Patients with the wild AA genotype who presented mild inflammatory activity showed the highest HCV RNA levels, but the same finding was not observed for the fibrosis scores. These results suggest the fluctuating nature of the liver inflammatory process, with periods of worsening and improvement. The nature of the liver inflammatory process is as follows: with periods of remissions, fibrosis is a mechanism that, at first, repairs the damage with the goal of limiting the extension of the inflammatory process. However, as a result of the persistence of the infection and continuing damage to the liver, cirrhosis develops [40] and common final stage of the hepatic pathological processes [41].

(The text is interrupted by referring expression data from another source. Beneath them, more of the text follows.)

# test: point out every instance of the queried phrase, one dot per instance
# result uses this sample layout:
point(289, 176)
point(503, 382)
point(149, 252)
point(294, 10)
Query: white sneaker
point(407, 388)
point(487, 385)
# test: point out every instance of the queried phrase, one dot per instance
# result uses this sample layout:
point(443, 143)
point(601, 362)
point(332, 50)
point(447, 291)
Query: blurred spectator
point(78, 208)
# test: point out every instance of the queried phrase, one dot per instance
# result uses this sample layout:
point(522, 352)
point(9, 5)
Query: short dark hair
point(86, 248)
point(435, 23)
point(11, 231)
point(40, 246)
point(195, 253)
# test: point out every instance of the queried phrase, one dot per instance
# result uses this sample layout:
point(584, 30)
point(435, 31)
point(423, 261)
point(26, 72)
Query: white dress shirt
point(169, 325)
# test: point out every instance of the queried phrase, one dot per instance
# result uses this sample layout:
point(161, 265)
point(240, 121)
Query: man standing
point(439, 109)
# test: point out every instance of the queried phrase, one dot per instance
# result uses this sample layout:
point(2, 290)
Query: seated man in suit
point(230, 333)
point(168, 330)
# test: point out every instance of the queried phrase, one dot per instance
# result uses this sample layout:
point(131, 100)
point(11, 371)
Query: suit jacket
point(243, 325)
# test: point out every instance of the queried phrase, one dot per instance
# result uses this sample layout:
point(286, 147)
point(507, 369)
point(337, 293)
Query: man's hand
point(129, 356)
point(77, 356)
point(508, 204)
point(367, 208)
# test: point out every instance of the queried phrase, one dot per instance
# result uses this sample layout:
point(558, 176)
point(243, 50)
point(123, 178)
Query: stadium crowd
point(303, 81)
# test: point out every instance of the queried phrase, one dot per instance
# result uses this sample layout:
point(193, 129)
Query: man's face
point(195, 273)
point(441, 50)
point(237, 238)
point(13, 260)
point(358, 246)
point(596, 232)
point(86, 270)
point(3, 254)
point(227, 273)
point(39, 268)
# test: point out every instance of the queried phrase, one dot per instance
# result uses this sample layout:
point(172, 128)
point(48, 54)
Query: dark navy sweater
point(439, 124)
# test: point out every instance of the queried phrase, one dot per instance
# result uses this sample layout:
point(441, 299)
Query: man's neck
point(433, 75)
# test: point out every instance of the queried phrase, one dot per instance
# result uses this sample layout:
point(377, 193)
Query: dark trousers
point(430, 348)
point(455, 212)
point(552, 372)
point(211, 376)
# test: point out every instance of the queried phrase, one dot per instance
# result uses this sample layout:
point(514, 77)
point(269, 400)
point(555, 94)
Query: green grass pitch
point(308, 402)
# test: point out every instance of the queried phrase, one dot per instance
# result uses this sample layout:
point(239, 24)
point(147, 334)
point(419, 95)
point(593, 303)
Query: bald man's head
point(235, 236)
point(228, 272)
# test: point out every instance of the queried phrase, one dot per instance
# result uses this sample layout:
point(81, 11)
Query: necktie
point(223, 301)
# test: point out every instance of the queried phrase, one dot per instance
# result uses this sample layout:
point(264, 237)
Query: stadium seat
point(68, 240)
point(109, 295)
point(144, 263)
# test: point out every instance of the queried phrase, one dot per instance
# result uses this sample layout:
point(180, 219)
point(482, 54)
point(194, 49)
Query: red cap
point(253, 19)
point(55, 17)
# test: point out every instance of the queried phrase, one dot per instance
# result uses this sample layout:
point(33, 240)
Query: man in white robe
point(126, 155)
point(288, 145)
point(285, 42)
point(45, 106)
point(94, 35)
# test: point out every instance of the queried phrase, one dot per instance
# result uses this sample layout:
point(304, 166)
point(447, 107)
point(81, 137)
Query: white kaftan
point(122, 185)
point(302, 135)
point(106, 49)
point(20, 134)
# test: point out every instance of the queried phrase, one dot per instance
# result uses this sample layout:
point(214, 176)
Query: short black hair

It is relevant to mention that there are no previous published attempts to associate the levels of liver enzymes (AST, ALT, and GGT) and viral load (HBV DNA and HCV RNA) with the polymorphisms present in exon 1 of the MBL2 gene. Therefore, the unprecedented results presented demonstrate the importance of understanding the role of MBL2 gene polymorphisms in the context of the progression of chronic viral liver infection.

5. Conclusion

The present study suggests that the mutations in exon 1 of the MBL2 gene (in homo or heterozygosis) do not contribute directly to the clinical and laboratory features of HCV and HBV infections. Further studies should be performed to confirm whether the wild AA genotype has indirect effect on disease progression.